Connectionist symbol processing: any progress?

Sat Aug 15 22:32:12 EDT 1998

On Sat, 15 Aug 1998, Mitsu Hadeishi wrote:

> Since you are using terms like "metric" extremely loosely, I was also doing
> so. 

Please, note that although I'm not that precise, I have not used the 
"terms like 'metric' extremely loosely".

> What I mean here is that with certain connectionist schemes, for example
> those that use an error function of some kind, one could conceive of the error
> measure as a kind of distance function (however, it is not a metric formally
> speaking).  However, the error measure is far more useful and important than
> the "metric" you might impose on the input space when conceiving of it as a
> vector space, since the input space is NOT a vector space.

If the input and "the intermediate" spaces are not vector spaces, then what is
the advantage of the "connectionist" architectures? 

> > If "the input space is NOT a vector space in the usual sense of the word",
> > then what is it? Are we talking about the formal concepts known in
> > mathematics or we don't care about such "trifle" things at all?
> > Remember, that "even" physicists care about such things, and I said
> > "even", because to model the inductive learning we will need more
> > abstract models.
> 
> As you (should) know, a vector space is supposed to have vector field
> symmetries.  For example, something should be preserved under rotations and
> translations of the input vectors.  However, what do you get when you do
> arbitrary rotations of the input to a connectionist network?  I don't mean
> rotations of, say, the visual field to a pattern recognition network, but
> rather taking the actual values of the inputs to each neuron in a network as
> coordinates to a vector, and then "rotating" them or translating them, or
> both.  What meaning does this have when used with a recurrent connectionist
> architecture?  It seems to me that it has very little meaning if any.
> 
> > [metrics are equivalent if they induce the same topology, or the same
> > convergence]
> 
> Again, the only really important function is the structure of the error
> function, not the "metric" on the input space conceived as a vector space, and
> it isn't even a metric in the usual sense of the word.
> 
> > Can I give you a one sentence answer?

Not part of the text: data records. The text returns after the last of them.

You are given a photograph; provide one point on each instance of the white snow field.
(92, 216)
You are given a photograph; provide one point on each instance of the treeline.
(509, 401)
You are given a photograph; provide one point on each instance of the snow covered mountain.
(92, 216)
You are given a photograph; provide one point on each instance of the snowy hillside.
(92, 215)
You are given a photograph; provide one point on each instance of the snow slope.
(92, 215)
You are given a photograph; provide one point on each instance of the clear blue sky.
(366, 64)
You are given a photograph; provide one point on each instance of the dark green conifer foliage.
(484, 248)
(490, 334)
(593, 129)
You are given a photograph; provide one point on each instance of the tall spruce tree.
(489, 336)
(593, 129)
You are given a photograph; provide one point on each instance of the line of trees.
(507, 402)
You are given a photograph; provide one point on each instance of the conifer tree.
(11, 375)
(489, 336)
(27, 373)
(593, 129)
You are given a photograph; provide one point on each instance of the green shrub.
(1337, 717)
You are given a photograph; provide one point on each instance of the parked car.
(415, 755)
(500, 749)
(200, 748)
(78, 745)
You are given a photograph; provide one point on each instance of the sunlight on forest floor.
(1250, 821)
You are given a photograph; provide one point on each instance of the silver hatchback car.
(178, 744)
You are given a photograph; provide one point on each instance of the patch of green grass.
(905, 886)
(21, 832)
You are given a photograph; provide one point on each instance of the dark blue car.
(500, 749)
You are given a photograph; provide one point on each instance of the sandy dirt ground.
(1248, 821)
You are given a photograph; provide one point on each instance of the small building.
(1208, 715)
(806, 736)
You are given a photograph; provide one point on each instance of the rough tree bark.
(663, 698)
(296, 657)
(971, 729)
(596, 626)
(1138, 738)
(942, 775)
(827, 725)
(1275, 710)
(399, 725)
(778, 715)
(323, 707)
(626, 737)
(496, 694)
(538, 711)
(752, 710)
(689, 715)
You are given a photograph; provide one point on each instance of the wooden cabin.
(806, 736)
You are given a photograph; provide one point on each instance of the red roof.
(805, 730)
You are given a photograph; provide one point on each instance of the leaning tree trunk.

If you look very carefully at the
> > topologies induced on the set of strings (over an alphabet of size > 1) by
> > various symbolic distances (of type given in the parity class problem),
> > then you will discover that they have hardly anything to do with the
> > continuous topologies we are used to from the classical mathematics. In
> > this sense, the difficulties ANNs have with the parity problem are only
> > the tip of the iceberg.
> 
> I do not dispute the value of your work, I simply dispute the fact that you
> seem to think it dooms connectionist approaches, because your intuitive
> arguments against connectionist approaches are not cogent it seems to me.
> While your work is probably quite valuable, and I think I understand what you
> are getting at, I see no reason why what you are talking about would prevent a
> connectionist approach (based on a recurrent or more sophisticated
> architecture) from being able to discover the same symbolic metric---because,
> as I say, the input space is not in any meaningful sense a vector space, and
> the recurrent architecture allows the "metric" of the learning algorithm, it
> seems to me, to acquire precisely the kind of structure that you need it
> to---or, at least, I do not see in principle why it cannot.  The reason this
> is so is again because the input is spread out over multiple presentations to
> the network.
> 
> There are good reasons to use connectionist schemes, however, I believe, as
> opposed to purely symbolic schemes.  For one: symbolic techniques are
> inevitably limited to highly discrete representations, whereas connectionist
> architectures can at least in theory combine both discrete and continuous
> representations.  

The main reason we are developing the ETS model is precisely related to
the fact that we believe it offers THE ONLY ONE POSSIBLE NATURAL (and
fundamentally new) SYMBIOSIS of the discrete and the continuous FORMALISMS
as opposed to the unnatural ones. I would definitely say (and you would
probably agree) that (if, indeed, this is the case) it is the most
important consideration.

Moreover, it turns out that the concept of a fuzzy set, which was
originally introduced in a rather artificial manner that didn't clarify
the underlying source of fuzziness (and this have caused an understandable
and substantial resistance to its introduction), emerges VERY naturally
within the ETS model: the definition of the class via the corresponding
distance function typically and naturally induces the fuzzy class boundary
and also reveals the source of fuzziness, which includes the interplay
between the corresponding weighted operations and (in the case of noise in
the training set) a nonzero radius. Note that in the parity class problem,
the parity class is not fuzzy, as reflected in the corresponding weighting
scheme and the radius of 0. 

>                      Two, it may be that the simplest or most efficient
> representation of a given set of rules may include both a continous and a
> discrete component; that is, for example, considering issues such as imprecise
> application of rules, or breaking of rules, and so forth.  For example,
> consider poetic speech; the "rules" for interpreting poetry are clearly not
> easily enumerable, yet human beings can read poetry and get something out of
> it.  A purely symbolic approach may not be able to easily capture this,
> whereas it seems to me a connectionist approach has a better chance of dealing
> with this kind of situation.
> 
> I can see value in your approach, and things that connectionists can learn
> from it, but I do not see that it dooms connectionism by any means.

See the previous comment.

Cheers,
        Lev